Tal afeto, analisa ainda Demuru, serviria apenas para consolar o homem. Afinal, ela diz: “Fique com Deus, Felipão, e lembre-se que o choro pode durar uma noite, mas a alegria vem ao amanhecer”.

O que dizem Parreira e o assessor da CBF

Sobre as análises dos acadêmicos, e as suposições de que a carta seria falsa, o ex-assessor de imprensa da CBF, Rodrigo Paiva, disse ao UOL Esporte que "a gente tende a acreditar que aqueles que pensam diferente de nós ou estão errados, ou não existem."

"Aquela foi uma entre milhares de cartas que chegaram à seleção. E era uma carta diferente, porque as pessoas pensam diferente", diz Paiva. "Era uma senhora que via o que aconteceu de uma forma diferente de outros tipos de torcedores. Acho muito triste que, no mundo de hoje, onde pregamos todo dia o respeito às diferenças, surja gente que possa levantar bandeiras retrógradas. É de um mau gosto infinito, não sei quais qualidades essas pessoas têm para questionar algo que alguém escreveu."

Também perguntado sobre o assunto, Parreira afirmou, em nova conversa com o UOL Esporte, que considera o assunto esgotado. Reafirmou que hoje vê a leitura da carta como desnecessária. "Não vejo mais importância neste assunto. Não sei quem é a dona Lúcia, não conheço, e confio na autenticidade da carta", diz o ex-treinador e ex-coordenador técnico da seleção brasileira.

Relembre a carta:

Acabo de ver a coletiva dada pelo senhor. Mais uma vez vi diante da câmera um homem íntegro e corajoso falando à nação. Fiquei muito triste ao constatar que o ser humano, muitas vezes, é de uma crueldade sem limites. Tive esse sentimento ao ouvir um jornalista lhe perguntar sobre uma possível dívida do senhor com a nação brasileira. E o senhor mesmo sofrendo mais do que qualquer um ali, com sua humildade peculiar, deu uma resposta verdadeira e coerente. Parabéns.

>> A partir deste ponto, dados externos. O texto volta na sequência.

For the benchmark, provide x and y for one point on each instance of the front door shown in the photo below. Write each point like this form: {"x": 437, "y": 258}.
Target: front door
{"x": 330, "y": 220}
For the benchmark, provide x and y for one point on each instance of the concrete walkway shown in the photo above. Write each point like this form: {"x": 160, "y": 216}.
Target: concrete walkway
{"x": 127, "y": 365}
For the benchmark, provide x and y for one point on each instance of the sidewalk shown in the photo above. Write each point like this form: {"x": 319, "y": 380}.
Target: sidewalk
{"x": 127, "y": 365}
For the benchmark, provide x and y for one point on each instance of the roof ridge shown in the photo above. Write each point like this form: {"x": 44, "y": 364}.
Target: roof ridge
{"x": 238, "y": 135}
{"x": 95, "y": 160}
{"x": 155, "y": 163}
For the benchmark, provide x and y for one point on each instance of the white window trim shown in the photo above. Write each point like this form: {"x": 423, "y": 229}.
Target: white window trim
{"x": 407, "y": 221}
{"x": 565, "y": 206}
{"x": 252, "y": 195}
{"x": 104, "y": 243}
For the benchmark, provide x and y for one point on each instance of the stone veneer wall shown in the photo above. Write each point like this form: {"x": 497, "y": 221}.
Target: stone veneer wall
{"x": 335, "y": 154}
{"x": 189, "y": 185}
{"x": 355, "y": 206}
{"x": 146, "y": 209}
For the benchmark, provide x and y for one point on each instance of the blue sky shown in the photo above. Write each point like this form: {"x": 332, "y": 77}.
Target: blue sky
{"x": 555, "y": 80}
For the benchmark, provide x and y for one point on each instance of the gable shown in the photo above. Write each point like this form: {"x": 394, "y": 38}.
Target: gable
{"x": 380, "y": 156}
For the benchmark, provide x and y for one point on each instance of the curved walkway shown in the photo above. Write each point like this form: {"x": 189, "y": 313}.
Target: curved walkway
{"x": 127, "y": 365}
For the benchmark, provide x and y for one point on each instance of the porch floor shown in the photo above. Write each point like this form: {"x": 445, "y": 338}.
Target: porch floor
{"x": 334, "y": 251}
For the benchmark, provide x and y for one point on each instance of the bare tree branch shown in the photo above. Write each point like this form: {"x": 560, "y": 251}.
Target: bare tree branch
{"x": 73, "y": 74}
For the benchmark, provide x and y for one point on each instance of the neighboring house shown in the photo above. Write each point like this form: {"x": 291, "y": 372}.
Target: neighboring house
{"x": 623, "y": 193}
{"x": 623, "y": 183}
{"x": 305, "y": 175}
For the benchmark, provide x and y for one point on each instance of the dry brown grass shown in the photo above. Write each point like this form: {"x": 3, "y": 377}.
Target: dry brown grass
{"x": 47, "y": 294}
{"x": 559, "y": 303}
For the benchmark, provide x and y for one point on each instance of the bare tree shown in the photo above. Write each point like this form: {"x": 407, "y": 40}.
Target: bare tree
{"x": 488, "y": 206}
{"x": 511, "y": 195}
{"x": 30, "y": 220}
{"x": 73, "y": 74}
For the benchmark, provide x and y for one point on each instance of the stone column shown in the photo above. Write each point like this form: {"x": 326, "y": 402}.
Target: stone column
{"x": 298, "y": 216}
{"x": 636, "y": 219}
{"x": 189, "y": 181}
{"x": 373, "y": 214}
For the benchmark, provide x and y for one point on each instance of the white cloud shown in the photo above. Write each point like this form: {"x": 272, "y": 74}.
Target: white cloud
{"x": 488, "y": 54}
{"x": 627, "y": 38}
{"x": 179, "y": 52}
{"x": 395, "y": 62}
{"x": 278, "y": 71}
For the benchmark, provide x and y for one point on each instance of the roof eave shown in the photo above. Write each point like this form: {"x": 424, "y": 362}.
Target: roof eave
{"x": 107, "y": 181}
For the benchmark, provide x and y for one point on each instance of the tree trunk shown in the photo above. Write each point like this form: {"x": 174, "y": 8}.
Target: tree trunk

Mais uma vez provou que é um grande homem. Um ser humano ímpar. Eu, como os demais brasileiros, gostaria de estar comemorando outro resultado. Porém, sei que ninguém perde por vontade própria. Meu e-mail é para agradecer os momentos de grande felicidade que o senhor e sua equipe proporcionaram a esta nação. Foram vários.

Parabéns pelo seu trabalho e boa sorte nos próximos jogos. E tenho a certeza que o senhor comandará com sua inquestionável competência. Dizem que as mulheres não entendem de futebol, porém entendemos de seres humanos. Portanto, envio um abraço carregado de carinho para o senhor e toda a sua equipe.

Fique com Deus e lembre-se que o choro pode durar uma noite, mas a alegria vem ao amanhecer. Quero dizer com essa citação que vai passar e tudo ficará bem. Saiba que, como eu, há várias pessoas que estão apoiando a nossa Seleção, que tem o privilégio de ser comandada pelo senhor.

Receba um abraço de uma brasileira anônima, que não conhece muito de futebol, mas que o admira muito e sabe que você fez o melhor.